Depois destes trabalhos bem-sucedidos, o catalão regressou aos documentários, após também coordenar a cinematografia em “Imagine: John Lennon” (1988, realizado por Andrew Solt). Como uma espécie de gratidão em torno daquilo que a indústria lhe havia dado, decidiu retribuir com duas realizações, que abrissem horizontes para uma atuação política e social necessária. Assim, co-realizou “Cuba: Mauvaise Conduite” (1984), ao lado do cubano Orlando Jiménez Leal, onde entrevistam uma série de refugiados daquele país sobre a discriminação e a opressão por parte do governo aos dissidentes políticos, aos indivíduos homossexuais e às testemunhas de Jeová, colocando-as em campos de trabalho forçado sob o controlo do exército. Três anos depois, “Nadie Escuchaba” (1987) fala sobre as promessas não-cumpridas e os desaires que a Revolução Cubana trouxe, em que, entre outros delitos, estão os crimes que atentam aos direitos humanos e as detenções e torturas de antigos companheiros de causa de Fidel Castro. Entre os entrevistados, muitos que haviam escapado à prisão e que se tinham exilado voluntariamente, nomeadamente dissidentes políticos. Nos seus últimos anos de vida, gravaria comerciais de importantes marcas de moda, como a Giorgio Armani (aqui realizado por Martin Scorsese) e a Calvin Klein. Ele próprio homossexual, seria contaminado com o vírus da SIDA, infeção viral da qual viria a falecer.

Néstor Almendros foi, desta forma, um dos cinematógrafos de referência na década de 1970 e na seguinte um pouco por todo o mundo. Vários foram aqueles que procuraram ir de encontro à leitura do tempo e do espaço por parte do catalão, embora muitos também se tenham rendido e preferido o progresso tecnológico e a verdadeira manipulação da luz.
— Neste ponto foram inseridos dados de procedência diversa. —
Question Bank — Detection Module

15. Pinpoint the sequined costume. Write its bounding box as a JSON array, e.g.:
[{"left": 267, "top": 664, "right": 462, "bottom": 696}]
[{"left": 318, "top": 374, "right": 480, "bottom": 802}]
Em seu tributo, teria um galardão com o seu nome, a celebrar a coragem na realização cinematográfica, sendo idealizado pela Human Rights Watch, uma organização não-governamental sediada em Nova Iorque, destinada à investigação e à proteção dos direitos humanos. A luz foi, assim, a maior e melhor amiga do cinema que Almendros foi fazendo prevalecer, tanto para si, como para os outros, mesmo que a luz fosse, por outras palavras, chama acesa perante as dificuldades da sociedade. Também disto é feito o cinema, de uma luz que irradia a imagem, mas também o lado de cá.